The first step is using a novel chemical process, which the team is developing in partnership with Arizona State University, to turn mixed plastic waste into organic salts. Then, engineered BioCellection bacteria go to work, consuming the carbon from the salts and producing valuable lipids.

The lipids produced by the bacteria can be used in a multitude of ways, including replacing harmful chemicals now used to make textiles. That makes the end product more valuable than the original plastic polymer. Mixed or contaminated plastics aren’t a problem for the BioCellection bacteria either.

One of the best things about BioCellection is how fast it works — 12 times faster than food turns into compost. It’s also relatively cheap. Wang estimates it will cost less than half what recycling centers spend sending unrecyclable plastic to the landfill each year.

Next year, Wang’s team plans to build a desktop version of a machine that eventually will be the size of your average bedroom.

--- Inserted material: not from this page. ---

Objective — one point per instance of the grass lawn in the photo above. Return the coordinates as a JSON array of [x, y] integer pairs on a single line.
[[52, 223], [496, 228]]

The machines will be placed at recycling centers or anywhere there’s a large accumulation of plastic trash. They hope to have a pilot project running by 2019, with a full launch in 2020.

“Today, recycling centers are producing up to 200 tons of material a day that isn’t recoverable — and that’s just stuff that goes into the ‘recycle’ bin,” says Wang. “We’re reinventing that material so plastic pollution turns into valuable raw materials.”